I felt his smile against my skin. His hands slid lower, pausing when they reached my hips. “How would you feel about ‘anywhere’ being on that blanket over there?”

Everything south of my navel tightened. “I’d say even if I wasn’t so sure, you’d keep trying to persuade me,” I said, gliding my hands down his forearms, pausing to weave my fingers through his where they still rested over my hips.

He pressed harder against my back. “You’d be right,” he said, skimming our hands up my stomach as he steered us toward the blanket. Our hands didn’t stop until they slid beneath one of my breasts, molding around it.

Nipping at the skin of my neck, he picked up his pace until we were weaving through the glowing candles. At the edge of the blanket, Jude spun me around. His mouth parted, as he sucked in streams of air in quick bursts. This was his tortured look. When he couldn’t have me fast enough.

It was a look I tried to savor, because it never lasted long. I could only hold Jude off for so long before me, him, or both of us gave up trying to prolong the inevitable.

“Damn, Luce,” he breathed, stroking my cheek with his hand. “You’re so beautiful.”

I smiled. Not so much at what he said, but at the way he said it. Jude conveyed his emotions and intentions in words and expressions that did unhealthy things to a girl’s heart. “If you’re trying to convince me with a little foreplay, I’ll let you in on a secret,” I said, winding my arms around the back of his neck. “You’re going to get lucky no matter what you say or do, so you can save the sweet nothings for a time when you’ve pissed me off and are trying to get a little makeup sex.”

He chuckled, his gray eyes darkening with every passing touch. “I don’t seem to remember it requiring sweet nothings to ever get you—”

“Oh, shut up already,” I interrupted, smirking up at him.

One corner of his mouth curved higher. “Why don’t you make me?” he challenged, his gaze dropping to my lips.

Pressing harder into him, I let my fingers ski down the plane of his stomach, settling on the fly of his jeans. Tugging the button free, I slid my hand inside as my lips covered his mouth, a groan escaping it.

That shut him right up.



TWO

Jude’s head reclined in my lap as he crunched into an apple and stared at the ceiling of the dome. He was still naked from the waist up, but his jeans hadn’t made it all the way off. Apparently we hadn’t been able to justify waiting the three seconds it would have taken to free him of them before we could get down to business.

We weren’t big believers in delayed gratification.
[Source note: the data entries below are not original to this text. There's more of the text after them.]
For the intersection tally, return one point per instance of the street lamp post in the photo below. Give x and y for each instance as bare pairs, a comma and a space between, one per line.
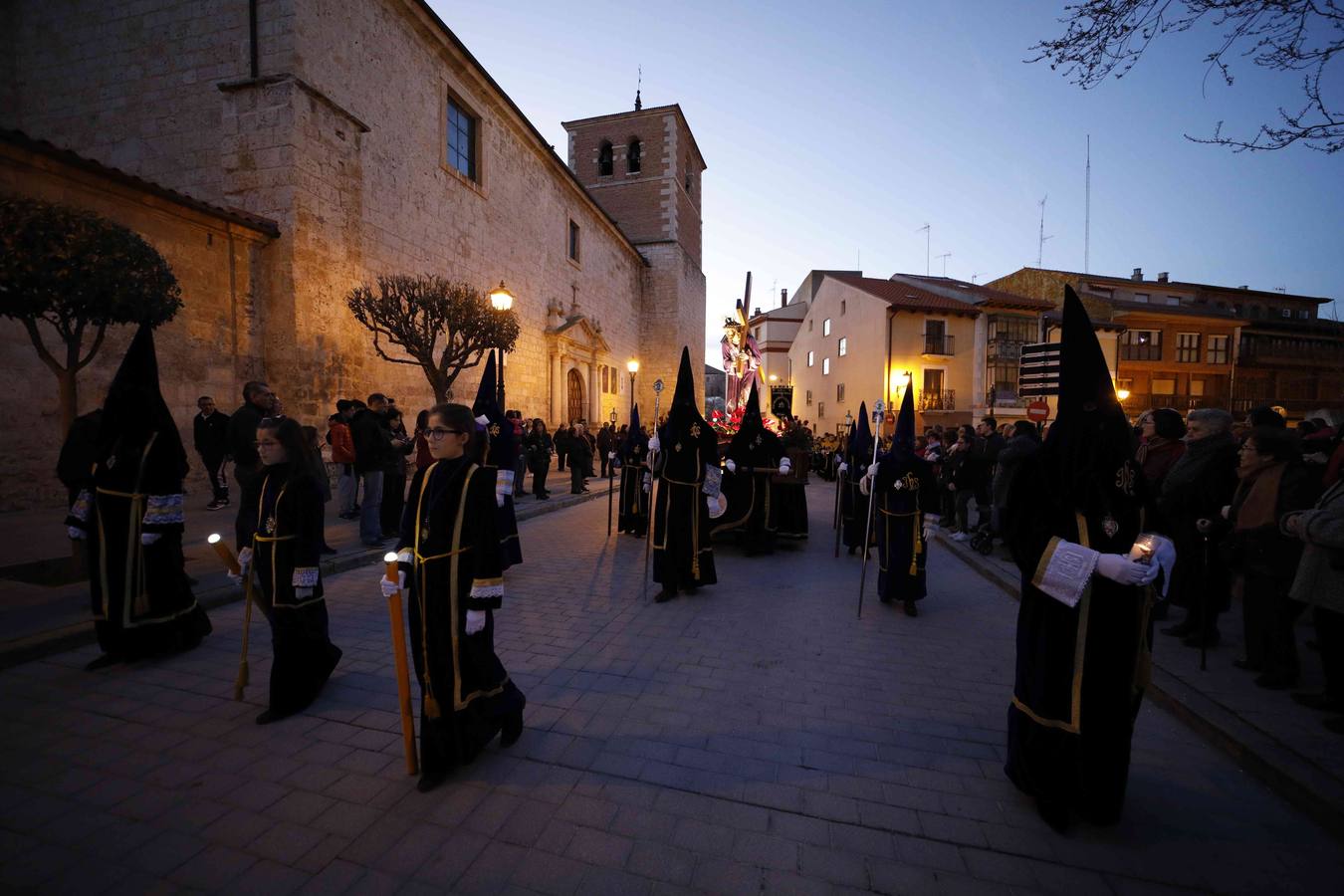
633, 365
502, 300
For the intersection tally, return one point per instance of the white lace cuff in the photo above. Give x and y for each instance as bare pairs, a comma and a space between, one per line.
1064, 569
304, 577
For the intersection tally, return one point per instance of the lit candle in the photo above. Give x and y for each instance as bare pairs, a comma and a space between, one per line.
225, 554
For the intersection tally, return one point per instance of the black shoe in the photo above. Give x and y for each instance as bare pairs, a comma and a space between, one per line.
1197, 639
1317, 702
1277, 680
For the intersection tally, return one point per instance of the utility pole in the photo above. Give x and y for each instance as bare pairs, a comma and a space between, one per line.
1040, 243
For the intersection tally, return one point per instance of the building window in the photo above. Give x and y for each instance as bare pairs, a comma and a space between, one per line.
1187, 348
1217, 349
1141, 345
461, 138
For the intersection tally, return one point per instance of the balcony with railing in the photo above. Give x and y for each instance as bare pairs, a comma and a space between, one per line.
936, 344
940, 400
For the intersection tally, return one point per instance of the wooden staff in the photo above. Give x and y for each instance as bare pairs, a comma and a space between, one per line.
241, 683
867, 530
403, 677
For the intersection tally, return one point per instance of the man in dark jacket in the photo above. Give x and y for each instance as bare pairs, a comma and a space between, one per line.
210, 434
372, 452
1198, 487
241, 438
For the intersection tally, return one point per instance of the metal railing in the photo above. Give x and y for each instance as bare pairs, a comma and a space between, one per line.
941, 400
938, 344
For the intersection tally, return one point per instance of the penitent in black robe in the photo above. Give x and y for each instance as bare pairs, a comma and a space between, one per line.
905, 489
1081, 670
633, 516
287, 539
682, 554
449, 551
140, 596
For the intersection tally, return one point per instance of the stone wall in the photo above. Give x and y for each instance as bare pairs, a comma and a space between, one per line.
210, 348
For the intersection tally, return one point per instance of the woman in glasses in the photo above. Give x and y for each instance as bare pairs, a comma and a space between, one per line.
287, 541
450, 567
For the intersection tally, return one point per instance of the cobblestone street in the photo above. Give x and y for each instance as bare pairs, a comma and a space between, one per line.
750, 738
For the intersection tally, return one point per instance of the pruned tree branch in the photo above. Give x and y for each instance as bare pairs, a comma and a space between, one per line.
1105, 38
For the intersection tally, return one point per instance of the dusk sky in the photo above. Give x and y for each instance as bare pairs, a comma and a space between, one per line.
833, 131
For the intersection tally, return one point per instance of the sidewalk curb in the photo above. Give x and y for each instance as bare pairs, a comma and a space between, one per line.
76, 635
1282, 770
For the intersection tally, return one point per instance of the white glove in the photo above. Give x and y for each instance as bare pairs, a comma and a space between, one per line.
1120, 568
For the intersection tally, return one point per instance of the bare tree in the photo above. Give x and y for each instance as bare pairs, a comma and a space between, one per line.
1108, 37
73, 273
415, 312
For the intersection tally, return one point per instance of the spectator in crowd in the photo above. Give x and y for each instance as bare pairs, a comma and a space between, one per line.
603, 443
1320, 583
258, 403
1201, 483
422, 453
1021, 445
210, 435
323, 477
394, 473
342, 456
1263, 558
538, 446
372, 446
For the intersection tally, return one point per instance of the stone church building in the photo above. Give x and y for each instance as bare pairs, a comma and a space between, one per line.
280, 152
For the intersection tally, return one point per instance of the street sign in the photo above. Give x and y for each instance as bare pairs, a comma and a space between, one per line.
1037, 369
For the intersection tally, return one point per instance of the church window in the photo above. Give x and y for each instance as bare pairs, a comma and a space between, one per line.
461, 138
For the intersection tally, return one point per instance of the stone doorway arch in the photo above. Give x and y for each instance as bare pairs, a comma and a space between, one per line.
576, 408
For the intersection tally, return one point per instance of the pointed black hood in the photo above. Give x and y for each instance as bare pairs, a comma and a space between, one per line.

I’d wrangled myself back into my sweater and skirt before we’d exchanged one hunger for another and dived into the picnic basket, although my panties and bra still littered the thirty-yard line.

“Tomorrow’s the big day,” he said around another bite of apple. The air smelled like the tangy sweetness of the fruit in his mouth. Not able to resist, I leaned down to kiss him, wanting to taste the aroma. It was even better combined with the taste of his mouth.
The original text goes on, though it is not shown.